Moogsoft automates the process of making sense out of the real-time events streams generated by IT environments. But for an increasing number of larger enterprise IT and service provider environments, a truly massive amount of event data is created. Moreover, for a variety of reasons, there are often multiple applications (beyond Moogsoft) that consume all or part of these streams. How can this all scale for a large IT environment? Enter Kafka, the open source message broker.
In this post, we’ll explain the basics of Kafka, how it works and why it’s growing in popularity over other publish-subscribe messaging systems. We’ll then summarize a few of the interesting places where Kafka is getting used in monitoring architectures – both virtualized telco SDN/NFV and web scale enterprise environments – and explain how Moogsoft elegantly interfaces with Kafka.
A Basic Understanding of Kafka
While Kafka was originally developed at Linkedln, it is now an open-source technology under the Apache license.

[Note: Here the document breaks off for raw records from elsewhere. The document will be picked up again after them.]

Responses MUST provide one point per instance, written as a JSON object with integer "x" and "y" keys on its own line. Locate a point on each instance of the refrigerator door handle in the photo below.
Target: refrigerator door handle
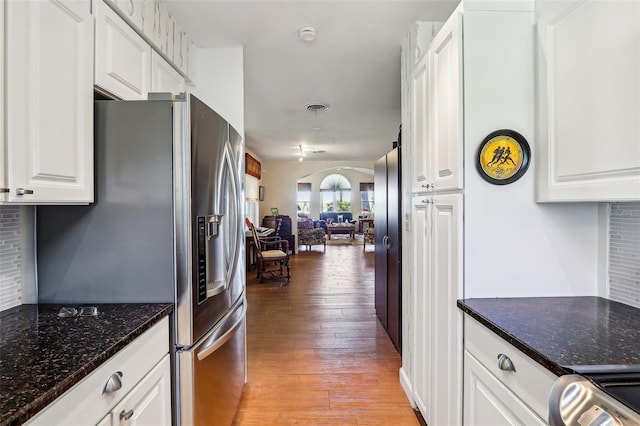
{"x": 212, "y": 345}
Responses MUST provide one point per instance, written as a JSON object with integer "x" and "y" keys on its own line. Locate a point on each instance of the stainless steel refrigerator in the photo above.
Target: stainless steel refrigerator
{"x": 166, "y": 226}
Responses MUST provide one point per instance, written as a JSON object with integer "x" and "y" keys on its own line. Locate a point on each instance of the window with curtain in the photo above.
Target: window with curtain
{"x": 304, "y": 197}
{"x": 335, "y": 194}
{"x": 367, "y": 197}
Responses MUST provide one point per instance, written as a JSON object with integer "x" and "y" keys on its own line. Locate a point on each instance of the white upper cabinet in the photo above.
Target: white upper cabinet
{"x": 164, "y": 78}
{"x": 445, "y": 147}
{"x": 436, "y": 112}
{"x": 122, "y": 65}
{"x": 588, "y": 112}
{"x": 48, "y": 120}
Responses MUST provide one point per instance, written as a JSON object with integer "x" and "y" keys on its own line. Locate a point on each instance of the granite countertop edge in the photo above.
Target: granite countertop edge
{"x": 513, "y": 340}
{"x": 30, "y": 409}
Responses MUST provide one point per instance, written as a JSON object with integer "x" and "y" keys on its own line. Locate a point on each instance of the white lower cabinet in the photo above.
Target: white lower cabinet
{"x": 436, "y": 373}
{"x": 489, "y": 402}
{"x": 123, "y": 58}
{"x": 502, "y": 385}
{"x": 133, "y": 388}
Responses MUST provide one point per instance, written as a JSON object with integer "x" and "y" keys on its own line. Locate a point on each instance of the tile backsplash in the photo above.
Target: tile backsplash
{"x": 624, "y": 253}
{"x": 10, "y": 258}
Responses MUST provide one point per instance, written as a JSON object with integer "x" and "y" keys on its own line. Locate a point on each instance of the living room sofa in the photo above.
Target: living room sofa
{"x": 346, "y": 217}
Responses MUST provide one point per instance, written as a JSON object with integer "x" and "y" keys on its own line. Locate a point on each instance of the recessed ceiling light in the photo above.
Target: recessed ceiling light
{"x": 316, "y": 107}
{"x": 307, "y": 33}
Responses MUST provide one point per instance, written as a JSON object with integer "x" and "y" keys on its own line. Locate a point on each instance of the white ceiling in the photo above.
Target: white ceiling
{"x": 353, "y": 66}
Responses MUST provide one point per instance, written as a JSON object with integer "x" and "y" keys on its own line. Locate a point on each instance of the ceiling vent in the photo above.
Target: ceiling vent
{"x": 316, "y": 107}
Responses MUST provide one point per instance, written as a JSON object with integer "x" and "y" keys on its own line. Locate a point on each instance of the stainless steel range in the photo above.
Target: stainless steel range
{"x": 599, "y": 396}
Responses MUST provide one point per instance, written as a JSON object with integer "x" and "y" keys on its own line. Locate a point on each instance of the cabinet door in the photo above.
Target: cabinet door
{"x": 445, "y": 147}
{"x": 421, "y": 372}
{"x": 420, "y": 126}
{"x": 152, "y": 22}
{"x": 122, "y": 56}
{"x": 164, "y": 78}
{"x": 488, "y": 402}
{"x": 149, "y": 403}
{"x": 446, "y": 318}
{"x": 49, "y": 101}
{"x": 588, "y": 101}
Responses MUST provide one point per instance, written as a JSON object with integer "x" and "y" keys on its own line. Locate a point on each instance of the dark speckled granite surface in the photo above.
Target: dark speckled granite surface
{"x": 564, "y": 334}
{"x": 42, "y": 355}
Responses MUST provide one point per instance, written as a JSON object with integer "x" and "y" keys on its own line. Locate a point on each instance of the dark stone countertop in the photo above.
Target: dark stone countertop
{"x": 564, "y": 334}
{"x": 42, "y": 355}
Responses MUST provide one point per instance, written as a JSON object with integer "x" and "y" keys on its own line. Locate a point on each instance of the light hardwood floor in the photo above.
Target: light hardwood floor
{"x": 316, "y": 352}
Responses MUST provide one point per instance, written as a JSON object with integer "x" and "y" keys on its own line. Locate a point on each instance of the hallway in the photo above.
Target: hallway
{"x": 316, "y": 352}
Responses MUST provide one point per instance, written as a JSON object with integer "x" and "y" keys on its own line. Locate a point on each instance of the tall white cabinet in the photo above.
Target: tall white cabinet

Apache Kafka is used as a general-purpose messaging system that is designed to be fast, scalable and durable. The general Kafka use cases include: stream processing, website activity tracking, metrics collection and monitoring and log aggregation.
Apache Kafka is regularly used in the instances mentioned above because it provides:
- Scalability – Distributed messaging system that scales easily without downtime
- Durability – Persists messages on disk, as well as provides intra-cluster replication
- Reliability – Replicates data, supports multiple consumers and automatically balances consumers in case of failure
- Performance – High throughput for both publishing and subscribing
Like other publish-subscribe messaging systems, Kafka maintains feeds of messages in topics. Topics are partitioned and replicated across multiple nodes. Producers (anyone who can publish a message to a topic) write data to topics and consumers (subscribers to one or more topics) read from these topics.
A topic is a user-defined category in which messages are published. Kafka producers can publish messages to multiple topics, while consumers subscribe to these topics and process the published messages. All of this works by producers sending messages over the network to the Kafka cluster, which then turns them over to consumers. A Kafka cluster consists of one or more servers known as ‘Brokers’ that manage the replication of message data.
Same, Same, But Different
What sets Kafka apart from other open-source message broker systems? Traditionally, message brokers have offered a specific set of functions: decoupling the integration complexity from applications that need to use and share data with many other applications, and buffering unprocessed messages in order to ensure that no message is lost. A lot more is possible with Kafka, however.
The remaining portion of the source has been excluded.